Many Insurers might wonder how this came to be decided against Axis in view of the findings made against Mr Prentice's professionalism, honesty, integrity and trustworthiness generally. Axis relied on the judge's findings that Mr Prentice was dishonest, deeply unprofessional, and lacking in integrity in a number of respects.
Although the Court of Appeal accepted that another judge, making the same adverse findings about Mr Prentice might have drawn less benign conclusions, it held the judge was entitled to conclude that Mr Prentice's reason for not making proper enquiries was not because this would confirm that Mr Jones was misappropriating client monies. The judge's finding that there was no "blind eye knowledge" and therefore no condonation of Mr Jones's dishonest conduct was not “rationally unsupportable.” The problem for Axis therefore arose from the findings at first instance.
Previous cases on condonation, namely Zurich v Karim [2006] EWHC 3355 and Goldsmith Williams v Travelers [2010] EWHC 26, involved similar questions as to the extent of knowledge required for condonation. Insurers had succeeded in both of those cases, but the facts were distinguished.
The Court of Appeal did, in its first consideration of the meaning of condonation in this context, provide some helpful guidance on what is required for condonation of a dishonest act or omission. To “condone” conveys acceptance or approval and does not require an overt act. The condoner does not need to know of the dishonest act before or at the time it was committed and may condone another’s dishonest behaviour after the event. There has to be a causal nexus between the dishonest behaviour said to have been condoned, and the claim against the insured for which an indemnity was sought.
Helpfully, the Court of Appeal confirmed that the language of the dishonesty clause was wide enough to embrace a situation in which someone condones a pattern of dishonest behaviour which is of the same type as the dishonest behaviour that directly gives rise to the claim, and of which the latter forms part. Accordingly, where a partner is aware of an established practice of misappropriating client monies by another partner, they cannot argue that they did not condone the dishonest act as they were unaware of a specific instance of such behaviour where, for example, they were on holiday at the time of the misappropriation.
Again, the aggregation appeal was a difficult battle to win as Axis was challenging an exercise of judgement based on a fact-sensitive evaluation.
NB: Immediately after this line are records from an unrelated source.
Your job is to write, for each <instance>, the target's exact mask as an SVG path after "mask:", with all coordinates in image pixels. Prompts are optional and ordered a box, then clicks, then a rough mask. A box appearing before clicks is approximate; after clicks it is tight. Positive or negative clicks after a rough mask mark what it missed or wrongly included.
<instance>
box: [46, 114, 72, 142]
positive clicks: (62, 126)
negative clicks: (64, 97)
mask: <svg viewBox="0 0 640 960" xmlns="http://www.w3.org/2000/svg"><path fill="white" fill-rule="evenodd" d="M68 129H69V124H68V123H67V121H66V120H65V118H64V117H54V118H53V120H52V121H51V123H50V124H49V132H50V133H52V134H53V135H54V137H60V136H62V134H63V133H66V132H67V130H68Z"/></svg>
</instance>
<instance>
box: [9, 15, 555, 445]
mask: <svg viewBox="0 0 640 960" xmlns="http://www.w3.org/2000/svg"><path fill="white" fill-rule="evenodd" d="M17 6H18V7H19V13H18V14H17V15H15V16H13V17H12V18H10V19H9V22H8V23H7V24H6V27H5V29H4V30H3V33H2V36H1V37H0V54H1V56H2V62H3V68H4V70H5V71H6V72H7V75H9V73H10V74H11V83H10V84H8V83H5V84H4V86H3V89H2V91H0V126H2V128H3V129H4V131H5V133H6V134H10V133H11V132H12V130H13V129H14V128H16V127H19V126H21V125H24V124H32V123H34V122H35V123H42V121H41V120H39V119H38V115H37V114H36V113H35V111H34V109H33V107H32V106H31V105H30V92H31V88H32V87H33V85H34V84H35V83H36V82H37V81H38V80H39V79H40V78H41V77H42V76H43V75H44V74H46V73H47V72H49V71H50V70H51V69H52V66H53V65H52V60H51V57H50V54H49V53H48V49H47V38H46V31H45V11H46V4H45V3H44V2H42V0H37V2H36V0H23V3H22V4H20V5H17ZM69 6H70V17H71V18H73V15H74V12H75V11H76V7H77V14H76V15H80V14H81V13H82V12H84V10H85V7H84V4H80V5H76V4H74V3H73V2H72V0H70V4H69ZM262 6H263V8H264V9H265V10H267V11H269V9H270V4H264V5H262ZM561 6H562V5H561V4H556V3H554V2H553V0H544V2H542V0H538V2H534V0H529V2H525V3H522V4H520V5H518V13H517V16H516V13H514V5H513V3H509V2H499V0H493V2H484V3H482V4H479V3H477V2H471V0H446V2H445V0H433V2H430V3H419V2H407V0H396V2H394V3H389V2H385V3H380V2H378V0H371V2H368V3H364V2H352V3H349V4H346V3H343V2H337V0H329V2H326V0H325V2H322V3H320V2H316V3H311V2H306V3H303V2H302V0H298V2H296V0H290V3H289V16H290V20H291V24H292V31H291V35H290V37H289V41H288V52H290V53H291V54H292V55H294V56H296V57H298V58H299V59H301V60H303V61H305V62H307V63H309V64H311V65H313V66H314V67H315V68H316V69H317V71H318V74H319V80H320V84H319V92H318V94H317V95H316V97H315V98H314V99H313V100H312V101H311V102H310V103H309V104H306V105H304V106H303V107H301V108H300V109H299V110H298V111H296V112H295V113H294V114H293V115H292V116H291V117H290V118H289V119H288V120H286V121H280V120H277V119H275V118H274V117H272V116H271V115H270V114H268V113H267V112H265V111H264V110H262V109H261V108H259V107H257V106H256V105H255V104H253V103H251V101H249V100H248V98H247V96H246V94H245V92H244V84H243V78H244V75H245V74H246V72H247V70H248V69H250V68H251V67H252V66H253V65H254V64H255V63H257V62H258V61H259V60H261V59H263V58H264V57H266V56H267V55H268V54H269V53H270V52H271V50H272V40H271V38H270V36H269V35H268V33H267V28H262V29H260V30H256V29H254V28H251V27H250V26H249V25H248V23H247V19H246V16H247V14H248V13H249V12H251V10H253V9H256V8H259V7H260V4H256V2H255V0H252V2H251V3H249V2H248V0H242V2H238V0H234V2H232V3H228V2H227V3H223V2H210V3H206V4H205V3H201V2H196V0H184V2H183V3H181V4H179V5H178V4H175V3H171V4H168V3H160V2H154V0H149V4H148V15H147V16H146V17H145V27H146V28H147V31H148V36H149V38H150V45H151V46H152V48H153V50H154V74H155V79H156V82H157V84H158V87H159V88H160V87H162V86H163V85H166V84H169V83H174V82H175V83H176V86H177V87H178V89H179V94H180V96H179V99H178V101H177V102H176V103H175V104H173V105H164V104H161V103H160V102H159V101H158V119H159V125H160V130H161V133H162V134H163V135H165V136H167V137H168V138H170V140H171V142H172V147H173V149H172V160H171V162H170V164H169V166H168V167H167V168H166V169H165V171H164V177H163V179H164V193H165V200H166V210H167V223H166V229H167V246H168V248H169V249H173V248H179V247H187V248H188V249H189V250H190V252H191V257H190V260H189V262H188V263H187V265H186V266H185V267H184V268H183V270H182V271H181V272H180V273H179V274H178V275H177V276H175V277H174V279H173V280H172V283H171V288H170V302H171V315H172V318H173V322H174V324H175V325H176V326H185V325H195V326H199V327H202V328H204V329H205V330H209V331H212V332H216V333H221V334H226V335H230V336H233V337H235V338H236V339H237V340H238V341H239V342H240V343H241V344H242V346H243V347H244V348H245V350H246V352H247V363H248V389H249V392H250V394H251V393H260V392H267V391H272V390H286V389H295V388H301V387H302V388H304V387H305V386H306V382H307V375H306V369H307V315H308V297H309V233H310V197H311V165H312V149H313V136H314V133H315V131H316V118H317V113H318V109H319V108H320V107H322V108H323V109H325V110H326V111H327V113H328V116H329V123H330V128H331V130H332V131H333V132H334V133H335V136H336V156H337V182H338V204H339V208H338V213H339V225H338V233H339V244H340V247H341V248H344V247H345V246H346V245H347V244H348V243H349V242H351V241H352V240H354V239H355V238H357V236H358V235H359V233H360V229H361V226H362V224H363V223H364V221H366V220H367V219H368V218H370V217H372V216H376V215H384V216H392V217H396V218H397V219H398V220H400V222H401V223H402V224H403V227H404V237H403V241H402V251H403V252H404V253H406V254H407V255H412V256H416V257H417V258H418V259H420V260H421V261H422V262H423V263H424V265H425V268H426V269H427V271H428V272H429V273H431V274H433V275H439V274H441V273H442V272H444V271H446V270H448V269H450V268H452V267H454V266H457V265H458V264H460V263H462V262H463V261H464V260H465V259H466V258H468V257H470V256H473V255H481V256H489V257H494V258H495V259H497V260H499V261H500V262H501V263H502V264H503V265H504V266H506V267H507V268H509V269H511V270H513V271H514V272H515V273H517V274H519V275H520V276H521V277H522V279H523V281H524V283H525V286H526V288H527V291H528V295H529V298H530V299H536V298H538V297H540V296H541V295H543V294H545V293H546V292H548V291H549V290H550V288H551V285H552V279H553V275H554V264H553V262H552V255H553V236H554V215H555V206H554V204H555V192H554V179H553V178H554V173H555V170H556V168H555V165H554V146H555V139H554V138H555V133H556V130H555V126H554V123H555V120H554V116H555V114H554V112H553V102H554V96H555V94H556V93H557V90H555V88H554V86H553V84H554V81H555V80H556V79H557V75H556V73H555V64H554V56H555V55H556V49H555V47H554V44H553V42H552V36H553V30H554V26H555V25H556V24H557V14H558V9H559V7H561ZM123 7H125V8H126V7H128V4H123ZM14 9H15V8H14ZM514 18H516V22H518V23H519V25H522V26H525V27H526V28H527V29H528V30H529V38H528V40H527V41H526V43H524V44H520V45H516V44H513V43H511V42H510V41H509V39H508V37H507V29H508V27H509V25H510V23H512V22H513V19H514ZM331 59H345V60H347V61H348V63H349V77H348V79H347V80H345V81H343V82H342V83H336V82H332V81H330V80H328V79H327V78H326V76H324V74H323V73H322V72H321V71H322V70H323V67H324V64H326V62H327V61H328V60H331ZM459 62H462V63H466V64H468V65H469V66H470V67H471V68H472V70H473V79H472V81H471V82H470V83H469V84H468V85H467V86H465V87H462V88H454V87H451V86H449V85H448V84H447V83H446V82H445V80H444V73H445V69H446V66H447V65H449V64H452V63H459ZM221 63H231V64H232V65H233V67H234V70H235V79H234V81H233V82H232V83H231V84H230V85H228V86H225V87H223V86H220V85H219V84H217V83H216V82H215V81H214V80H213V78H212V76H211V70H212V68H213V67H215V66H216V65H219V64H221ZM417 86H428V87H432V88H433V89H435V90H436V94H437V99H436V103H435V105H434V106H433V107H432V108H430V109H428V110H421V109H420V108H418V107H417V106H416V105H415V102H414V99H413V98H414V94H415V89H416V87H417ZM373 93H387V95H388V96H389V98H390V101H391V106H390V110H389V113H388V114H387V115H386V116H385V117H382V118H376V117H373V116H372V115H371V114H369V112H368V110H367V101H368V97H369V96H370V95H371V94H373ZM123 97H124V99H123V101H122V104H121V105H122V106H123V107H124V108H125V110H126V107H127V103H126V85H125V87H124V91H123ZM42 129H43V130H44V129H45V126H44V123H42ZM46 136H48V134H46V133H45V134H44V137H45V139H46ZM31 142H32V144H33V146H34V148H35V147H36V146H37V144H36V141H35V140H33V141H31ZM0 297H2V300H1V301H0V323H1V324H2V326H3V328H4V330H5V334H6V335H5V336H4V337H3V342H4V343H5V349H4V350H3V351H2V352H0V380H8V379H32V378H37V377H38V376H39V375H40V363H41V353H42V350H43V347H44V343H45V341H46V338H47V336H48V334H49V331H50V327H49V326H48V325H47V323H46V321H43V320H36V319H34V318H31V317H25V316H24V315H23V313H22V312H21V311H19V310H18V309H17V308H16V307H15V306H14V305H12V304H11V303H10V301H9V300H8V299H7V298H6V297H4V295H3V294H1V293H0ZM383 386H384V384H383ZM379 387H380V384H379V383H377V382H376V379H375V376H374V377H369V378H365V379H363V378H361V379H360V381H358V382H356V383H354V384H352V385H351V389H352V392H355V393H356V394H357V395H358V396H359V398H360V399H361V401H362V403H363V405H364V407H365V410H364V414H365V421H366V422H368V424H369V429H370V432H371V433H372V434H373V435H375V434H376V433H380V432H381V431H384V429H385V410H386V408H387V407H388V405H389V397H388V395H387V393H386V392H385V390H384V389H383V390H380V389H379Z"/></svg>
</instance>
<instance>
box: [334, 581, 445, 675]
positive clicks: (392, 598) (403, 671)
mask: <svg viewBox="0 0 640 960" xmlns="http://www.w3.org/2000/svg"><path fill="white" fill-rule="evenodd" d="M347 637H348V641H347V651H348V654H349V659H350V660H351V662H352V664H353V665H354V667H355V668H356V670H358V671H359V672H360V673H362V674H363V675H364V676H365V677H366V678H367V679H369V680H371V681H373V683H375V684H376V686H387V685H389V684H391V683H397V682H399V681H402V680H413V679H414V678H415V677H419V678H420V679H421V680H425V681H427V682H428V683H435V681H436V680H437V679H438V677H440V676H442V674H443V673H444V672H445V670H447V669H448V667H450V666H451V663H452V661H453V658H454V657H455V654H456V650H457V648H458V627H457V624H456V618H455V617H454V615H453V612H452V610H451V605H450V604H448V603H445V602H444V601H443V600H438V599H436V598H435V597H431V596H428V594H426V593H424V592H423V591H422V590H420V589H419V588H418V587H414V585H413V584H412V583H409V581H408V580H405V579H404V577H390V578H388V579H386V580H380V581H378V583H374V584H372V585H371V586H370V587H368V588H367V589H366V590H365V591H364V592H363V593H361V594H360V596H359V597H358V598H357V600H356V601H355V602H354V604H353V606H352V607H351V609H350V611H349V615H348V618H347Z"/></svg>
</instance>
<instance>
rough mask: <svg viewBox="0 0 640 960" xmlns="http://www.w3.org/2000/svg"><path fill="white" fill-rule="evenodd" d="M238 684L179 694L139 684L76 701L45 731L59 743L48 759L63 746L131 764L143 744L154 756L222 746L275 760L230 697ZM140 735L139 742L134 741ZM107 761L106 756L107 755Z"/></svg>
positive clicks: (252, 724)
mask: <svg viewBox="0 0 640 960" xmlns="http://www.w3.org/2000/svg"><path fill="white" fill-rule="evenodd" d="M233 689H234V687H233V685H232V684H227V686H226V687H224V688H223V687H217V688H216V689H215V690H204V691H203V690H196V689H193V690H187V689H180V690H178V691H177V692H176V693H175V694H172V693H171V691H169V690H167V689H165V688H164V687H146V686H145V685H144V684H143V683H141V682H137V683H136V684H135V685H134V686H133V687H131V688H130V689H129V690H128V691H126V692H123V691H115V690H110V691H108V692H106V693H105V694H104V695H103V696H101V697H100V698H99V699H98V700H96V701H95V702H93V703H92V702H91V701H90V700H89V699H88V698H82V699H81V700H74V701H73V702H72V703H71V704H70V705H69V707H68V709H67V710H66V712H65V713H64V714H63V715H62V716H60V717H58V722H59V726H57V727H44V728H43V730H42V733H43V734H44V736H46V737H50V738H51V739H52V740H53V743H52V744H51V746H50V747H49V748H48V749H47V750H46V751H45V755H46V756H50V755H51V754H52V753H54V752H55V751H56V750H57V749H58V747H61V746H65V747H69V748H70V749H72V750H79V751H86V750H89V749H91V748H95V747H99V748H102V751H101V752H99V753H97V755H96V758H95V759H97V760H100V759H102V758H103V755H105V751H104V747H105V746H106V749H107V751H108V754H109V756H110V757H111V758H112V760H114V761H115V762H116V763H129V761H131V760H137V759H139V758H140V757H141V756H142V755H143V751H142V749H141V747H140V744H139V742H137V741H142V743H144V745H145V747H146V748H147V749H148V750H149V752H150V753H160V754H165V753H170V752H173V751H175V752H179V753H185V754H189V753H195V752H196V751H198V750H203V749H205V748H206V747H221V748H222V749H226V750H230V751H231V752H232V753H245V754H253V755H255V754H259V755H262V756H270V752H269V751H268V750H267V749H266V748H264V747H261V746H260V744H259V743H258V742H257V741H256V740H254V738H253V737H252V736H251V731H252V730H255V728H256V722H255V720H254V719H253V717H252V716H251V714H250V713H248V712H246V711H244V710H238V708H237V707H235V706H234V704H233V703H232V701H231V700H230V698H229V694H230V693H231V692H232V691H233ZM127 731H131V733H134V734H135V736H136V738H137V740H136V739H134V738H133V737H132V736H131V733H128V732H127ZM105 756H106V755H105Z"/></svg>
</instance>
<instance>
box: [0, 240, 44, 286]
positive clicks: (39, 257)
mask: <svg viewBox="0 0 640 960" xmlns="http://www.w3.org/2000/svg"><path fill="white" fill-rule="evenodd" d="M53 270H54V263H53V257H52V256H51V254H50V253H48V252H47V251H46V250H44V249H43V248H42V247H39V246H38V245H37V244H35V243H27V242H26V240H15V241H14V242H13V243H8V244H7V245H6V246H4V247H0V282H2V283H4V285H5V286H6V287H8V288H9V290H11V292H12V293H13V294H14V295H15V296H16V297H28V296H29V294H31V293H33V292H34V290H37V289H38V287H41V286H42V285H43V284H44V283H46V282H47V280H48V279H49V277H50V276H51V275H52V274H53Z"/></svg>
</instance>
The requirement to demonstrate similarity of acts and omissions at a relatively granular level, and the demanding approach adopted in relation to the connection between the transactions, is consistent in broad terms with recent case law, and will no doubt bring attention once again to the MTC aggregation wording.
Finally, it is also notable that notwithstanding the findings, Mr Prentice remains on the solicitors' roll.